The reference design, "Xilinx MicroBlaze TCP/IP to AXI4-Lite Master", uses Vivado™ MicroBlaze IP to translate TCP/IP packets into AXI4-Lite reads and writes. Below is a block diagram of the complete system, including all the peripherals required to operate the TCP/IP server and debug via the UART serial console.

MicroBlaze Setup

In order to operate the TCP/IP server, the MicroBlaze IP needs a few basic peripherals:

  • local memory (BRAM) for data/instructions

  • Ethernet core for transmitting and receiving frames

  • UART core for sending debug messages

  • Timer core for generating timeout interrupts

  • Interrupt controller for handling interrupts from all these peripherals.

As can be seen in the address editor below, all these peripherals are connected to the MicroBlaze via AXI4 interfaces.

The amount of local memory allocated using BRAM is 1MB. This amount is needed to run the lwIP stack. The benefit of specifying BRAM for local memory is that the executable ELF can be included in the bitstream, which simplifies programming and enables targeting existing FPGA boards which may not have external DRAM memory. However, this convenience comes at a cost of increased utilization:

If BRAM utilization is a concern and DRAM resources are available, you may opt to replace local BRAM memory with external DRAM memory. See Xilinx app note "xapp1026" for more details on alternate configurations and application information.

Example Reference Design plugin_rd.m

The plugin_rd.m for this reference design is shown below:

function hRD = plugin_rd()
% Reference design definition
%   Copyright 2014-2018 The MathWorks, Inc.
% Construct reference design object
hRD = hdlcoder.ReferenceDesign('SynthesisTool', 'Xilinx Vivado');
hRD.ReferenceDesignName = 'Xilinx MicroBlaze TCP/IP to AXI4-Lite Master';
hRD.BoardName = 'Xilinx Kintex-7 KC705 development board';
% Tool information
hRD.SupportedToolVersion = {'2017.2','2017.4'};
%% Add custom design files
% add custom Vivado design
hRD.addCustomVivadoDesign( ...
  'CustomBlockDesignTcl', 'system_top.tcl',...
  'VivadoBoardPart',      'xilinx.com:kc705:part0:1.1');
% add custom files, use relative path
hRD.CustomFiles         = {'mw_lwip_tcpip_axi4.elf'};
%% Add interfaces
% add clock interface
hRD.addClockInterface( ...
  'ClockConnection',      'clk_wiz_0/clk_out1', ...
  'ResetConnection',      'proc_sys_reset_0/peripheral_aresetn',...
  'DefaultFrequencyMHz',  100,...
  'MinFrequencyMHz',      100,...
  'MaxFrequencyMHz',      100,...
  'ClockNumber',          1,...
  'ClockModuleInstance',  'clk_wiz_0');
% add AXI4 and AXI4-Lite slave interfaces
hRD.addAXI4SlaveInterface( ...
  'InterfaceConnection', 'microblaze_0_axi_periph/M04_AXI', ...
  'BaseAddress',         '0x44A00000',...
  'MasterAddressSpace',  'microblaze_0/Data',...
  'InterfaceType',       'AXI4-Lite',...
  'InterfaceID',         'MicroBlaze AXI4-Lite Interface');
hRD.HasProcessingSystem = false; % No hard processing system

Note that the reference design includes the MicroBlaze executable mw_lwip_tcpip_axi4.elf in the reference design property CustomFiles.
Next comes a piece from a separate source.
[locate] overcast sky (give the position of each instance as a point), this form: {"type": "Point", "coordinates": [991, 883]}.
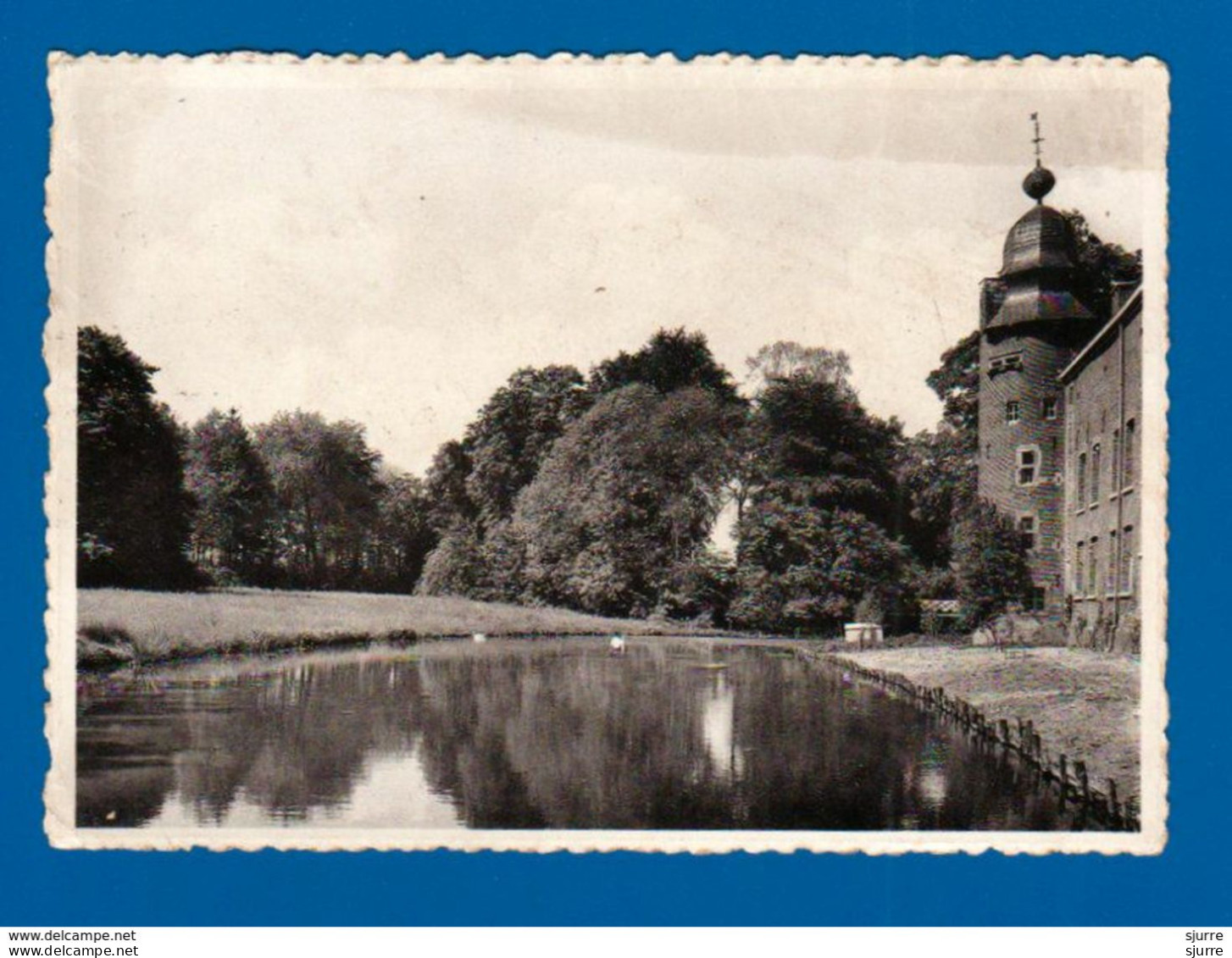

This will copy the executable from the reference design to the Vivado project so that it can be associated with the MicroBlaze IP.

Additional code in 'system_top.tcl' to attach ELF to uBlaze

The 'system_top.tcl' file included in most reference designs is used to create the top level Vivado IP Integrator block diagram containing most of the reference design IP. Here we are adding some additional Tcl code to this file after the block diagram has been created to associate the standalone MicroBlaze ELF executable with the MicroBlaze IP.

   import_files -norecurse mw_lwip_tcpip_axi4.elf
   generate_target all [get_files system_top.bd]
   set_property SCOPED_TO_REF system_top [get_files -all -of_objects [get_fileset sources_1] {mw_lwip_tcpip_axi4.elf}]
   set_property SCOPED_TO_CELLS { microblaze_0 } [get_files -all -of_objects [get_fileset sources_1] {mw_lwip_tcpip_axi4.elf}]

Doing this allows the ELF to be packaged with the bitstream and programmed into the MicroBlaze BRAM memory at the same time as the FPGA.

Execute the IP Core Workflow

Using the above reference design you will generate an HDL IP Core that blinks LEDs on the KC705 board. You will then use tcpclient to send/receive formatted packets to the MicroBlaze to issue reads/writes over the AXI4-Lite interface to the generated HDL IP Core.

1. Add the MicroBlaze reference design files to the MATLAB path using the command:

example_root = (hdlcoder_amd_examples_root)
cd (example_root)
addpath(genpath('KC705'));

2. Set up the Xilinx Vivado tool path by using the following command:

>> hdlsetuptoolpath('ToolName', 'Xilinx Vivado', 'ToolPath', 'C:\Xilinx\Vivado\2020.2\bin\vivado.bat');

Use your own Xilinx Vivado installation path when executing the command.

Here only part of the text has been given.